Even the names of the Gossip Girl episodes are as trendy as the Upper East Side itself; variations on names of major hit films describe the goings on in New York from week to week. Ranging from 'The Witches of Hushwick', to 'Southern Gentlemen Prefer Blondes' to 'It's a Wonderful Lie'; the writers have it all covered. Season two episode 'The Age of Dissonance' focuses on an exciting era the 1920s. During the inter-war period, a time of undeniably extreme hedonism, the society ladies lunched like it was going out of fashion, raced about town in their motorcars and decked themselves out in the best diamonds, frocks and furs. The Bright Young Things ruled the gossip columns, truly living for the moment. Photographed by Cecil Beaton, with appropriately embellished retellings described by Evelyn Waugh, the Bright Young Things roamed the streets of London in search of both liquid spirits and high spirits.

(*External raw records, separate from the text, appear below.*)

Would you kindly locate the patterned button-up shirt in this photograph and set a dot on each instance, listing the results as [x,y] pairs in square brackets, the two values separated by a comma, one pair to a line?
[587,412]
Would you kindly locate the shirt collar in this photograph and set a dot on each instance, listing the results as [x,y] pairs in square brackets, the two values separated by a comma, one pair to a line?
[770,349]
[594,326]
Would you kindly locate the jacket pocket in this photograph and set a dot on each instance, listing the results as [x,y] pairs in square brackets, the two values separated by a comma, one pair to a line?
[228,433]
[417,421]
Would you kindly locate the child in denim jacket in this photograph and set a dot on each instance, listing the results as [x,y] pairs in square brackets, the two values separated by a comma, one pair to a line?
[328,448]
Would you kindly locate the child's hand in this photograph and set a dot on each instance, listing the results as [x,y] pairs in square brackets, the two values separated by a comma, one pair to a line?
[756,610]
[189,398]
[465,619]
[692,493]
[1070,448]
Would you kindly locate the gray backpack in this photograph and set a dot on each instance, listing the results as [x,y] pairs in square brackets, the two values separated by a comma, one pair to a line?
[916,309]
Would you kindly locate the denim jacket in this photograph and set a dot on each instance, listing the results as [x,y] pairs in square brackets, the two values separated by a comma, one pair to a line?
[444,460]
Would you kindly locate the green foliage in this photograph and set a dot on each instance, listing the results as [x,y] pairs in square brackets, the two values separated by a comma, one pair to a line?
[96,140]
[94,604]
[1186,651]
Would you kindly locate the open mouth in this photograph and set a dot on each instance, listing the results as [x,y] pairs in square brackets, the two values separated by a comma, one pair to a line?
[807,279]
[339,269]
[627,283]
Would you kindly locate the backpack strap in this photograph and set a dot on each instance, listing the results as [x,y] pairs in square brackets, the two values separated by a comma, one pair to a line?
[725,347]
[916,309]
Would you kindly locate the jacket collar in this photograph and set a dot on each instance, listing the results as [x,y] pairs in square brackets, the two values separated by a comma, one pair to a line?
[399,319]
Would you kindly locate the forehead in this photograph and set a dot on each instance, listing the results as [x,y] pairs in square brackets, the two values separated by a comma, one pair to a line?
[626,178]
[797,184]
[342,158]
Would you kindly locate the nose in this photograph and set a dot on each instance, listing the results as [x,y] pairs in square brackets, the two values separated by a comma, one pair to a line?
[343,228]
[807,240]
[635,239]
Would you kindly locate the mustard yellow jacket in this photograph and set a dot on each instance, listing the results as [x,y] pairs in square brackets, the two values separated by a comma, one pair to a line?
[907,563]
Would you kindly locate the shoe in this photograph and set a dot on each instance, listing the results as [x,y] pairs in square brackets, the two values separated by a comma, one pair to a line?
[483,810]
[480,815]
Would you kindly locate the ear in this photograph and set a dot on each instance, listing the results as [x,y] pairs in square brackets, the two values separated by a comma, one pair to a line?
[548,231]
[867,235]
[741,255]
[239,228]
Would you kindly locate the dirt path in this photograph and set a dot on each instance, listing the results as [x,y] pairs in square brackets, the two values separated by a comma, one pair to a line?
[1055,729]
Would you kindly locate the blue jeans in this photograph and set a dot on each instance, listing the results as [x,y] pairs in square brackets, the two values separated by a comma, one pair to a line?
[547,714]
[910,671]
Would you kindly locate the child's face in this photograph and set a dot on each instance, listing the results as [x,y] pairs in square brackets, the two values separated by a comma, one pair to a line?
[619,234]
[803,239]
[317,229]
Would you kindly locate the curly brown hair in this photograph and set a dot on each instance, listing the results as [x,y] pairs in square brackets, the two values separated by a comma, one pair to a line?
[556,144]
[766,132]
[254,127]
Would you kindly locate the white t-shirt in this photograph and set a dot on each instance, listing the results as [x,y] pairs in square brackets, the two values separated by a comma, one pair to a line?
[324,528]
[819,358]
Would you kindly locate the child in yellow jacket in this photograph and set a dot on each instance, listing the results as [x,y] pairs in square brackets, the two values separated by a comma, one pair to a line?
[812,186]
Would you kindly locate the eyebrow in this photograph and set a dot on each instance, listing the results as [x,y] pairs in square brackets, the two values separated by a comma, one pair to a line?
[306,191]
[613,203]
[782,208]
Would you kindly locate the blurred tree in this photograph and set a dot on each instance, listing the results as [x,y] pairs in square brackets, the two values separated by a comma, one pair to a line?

An integral part of British society in their prime, the distinctive and glamourous young people had an impact that stretched far beyond the social smallholdings in which they were stabled. Where the Bright Young Things seemed to lead by a perverted example, the rest of the country had undergone a revolution all of its own; the 1920s was truly the era of the fancy dress party. The obsession with glad rags and elaborate dressing went far beyond the confines of Elizabeth Ponsonby, Stephen Tennant and John Betjeman's circles. The exotic costumes of the young people's parties reflected a blend of styles; black and white tie united with casual wear produced an absolutely, unmistakably sumptuous selection of party wear. For most of these partygoers, as Beverley Nichols described, 'any excuse was good enough for putting on a wig and painting one's face and roaring around the town'. Bright Young Thing and novelist Nancy Mitford later described the 1960s as 'sobriety itself' compared to the wild ways of her pleasure-seeking youth.
Although Gossip Girl might not be real, and on this side of the pond we are more adept to splashing through puddles than bathing in Tiffany diamonds on the Upper East Side, perhaps the twenty-first century glamour, glitz and gossip of their circle can remind us of the good times. Dig into some Fitzgerald, Wharton and Waugh and escape, in your minds, to a time of excess at a time when excess wasn't appropriate. After all, as Waugh said, 'the pretty can get away with anything'.